The wolf dropped on the pile of towels and rolled, scattering them everywhere and leaving a large wet spot on the newly cleaned floor. He huffed the whole time, werewolf laughter.
Midroll, Brute wrenched himself back to his feet, nose to the floor, snuffling and growling again. “Not to worry,” I said to Brute. “It’s just Leo’s blood.” The wolf tilted his head in a totally human gesture of astonishment and I said, “I staked him earlier for interrupting my shower and trying to kill me.”
The wolf’s look went blanker. His mouth opened. Closed. Opened again. This time his tongue lolled comically.
Soul asked, “Forgive me if I don’t quite remember everything from before, but is he . . . ah . . . true-dead?” The look in her eyes said she was calculating how Leo’s death would affect the vamp legal-system negotiations. And how long I’d be alive to tell the tale.
“I wish. But nah. Katie took him home to feed him.” I handed Soul a larger towel and helped to pat her down while she started giving us the third degree, law enforcement officer–style.
“Where are the Mithrans staying? Why are they here? How many are there? Did they really hurt Reach?”
The answers were minimal and unsatisfactory, but they were all I had. “We lost them. They’re supposedly after magical things to take home to the EuroVamps. Satan’s Three and any humans they might have. What little intel we have suggests around ten. And I don’t know. He sounded”—I frowned at the memory—“hurt.”
Soul shook her head and then shook out her platinum-silver hair, running her fingers through to finger-comb the long strands. Even soaking wet she was gorgeous. Curvy, woma
nly, rounded.
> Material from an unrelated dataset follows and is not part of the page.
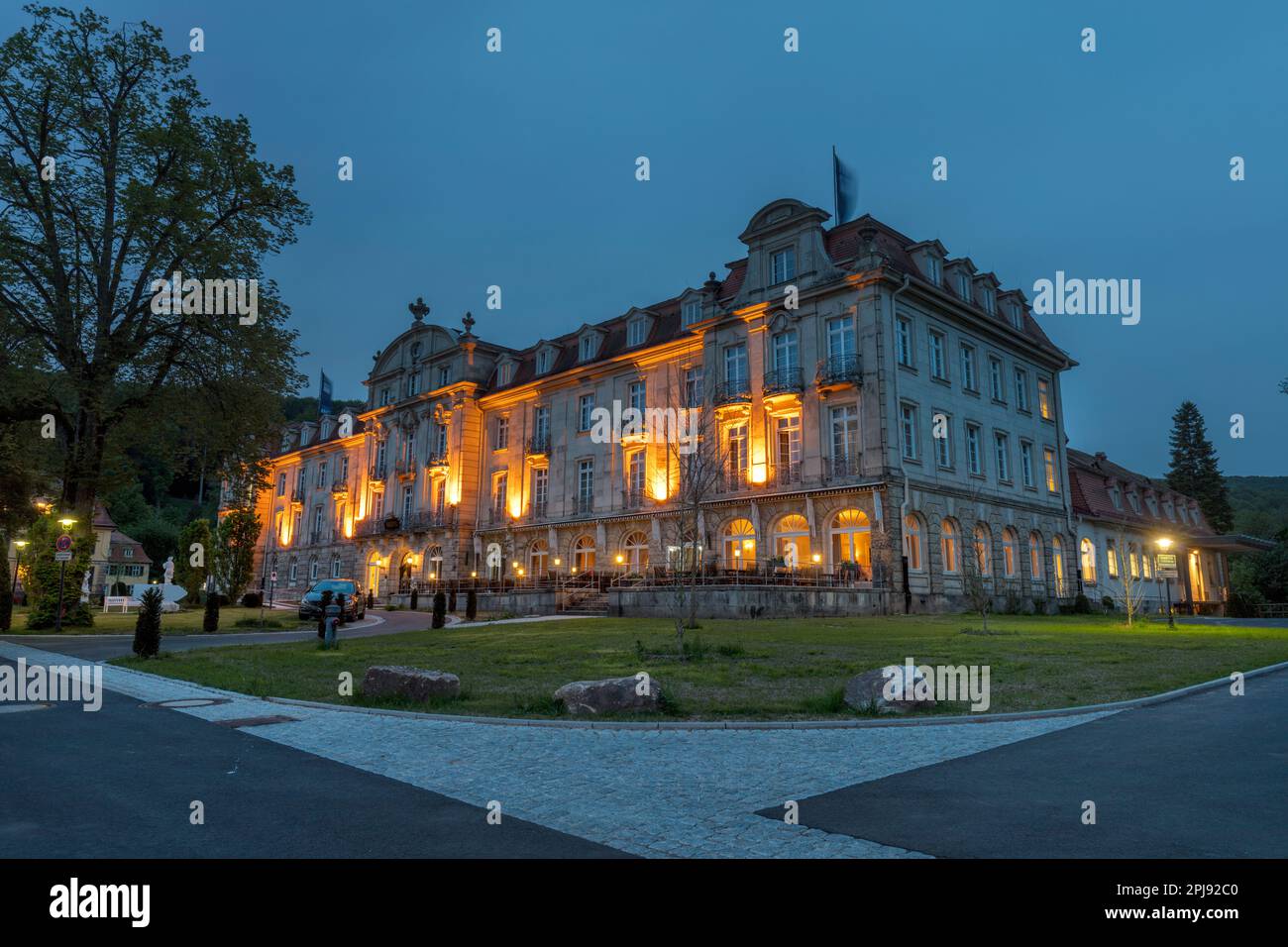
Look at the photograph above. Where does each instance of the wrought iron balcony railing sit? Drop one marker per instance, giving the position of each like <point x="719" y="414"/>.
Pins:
<point x="786" y="380"/>
<point x="840" y="369"/>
With cleavage that drew the eyes, even the eyes of straight women like me. Just elegant cleavage. “You do lead an interesting life, Jane Yellowrock,” she said.
“Me? You!”
Soul laughed softly; Brute snorted, and shook again. Eli grumbled and picked up the towels, wiping the dog water and scent off the floor and furniture, keeping an eye on Brute. The wolf trotted around the couch and stopped, sniffing Bruiser from the top of his head to the tips of his socked feet. Then he made the rounds of the living room and kitchen, sniffing and studying everything. I waited, wondering what he’d pick up from the scents in the foyer.
It was pretty spectacular. Brute’s ruff went up, he growled and snarled, his chest enlarged as he chuffed and snuffled, and his tail dropped to half-mast. He pressed his nose to the wood and moved back and forth across the floor, sniffing and snorting and quivering with turmoil.
“Brute?” Soul asked. He didn’t look up.
“Nose suck,” I said.
Soul’s forehead wrinkled slightly as if trying to remember the term or what it meant. “I beg your pardon?”
“Canine noses—even wolf noses—are tied directly into the brain in ways humans can’t understand. The scents link, merge, and find pathways and patterns that paint a picture. He’s smelling Peregrinus and the Devil, and probably Gee and Katie and you and us. Oh. And blood. There was a sword fight in the foyer and the entry to the main room.”
The PsyLED special agent looked at the busted furniture piled in the corner and the sword cut in the wall, and shook her head slightly as if trying to draw conclusions from the chaos that was my life. “This, I don’t remember at all.”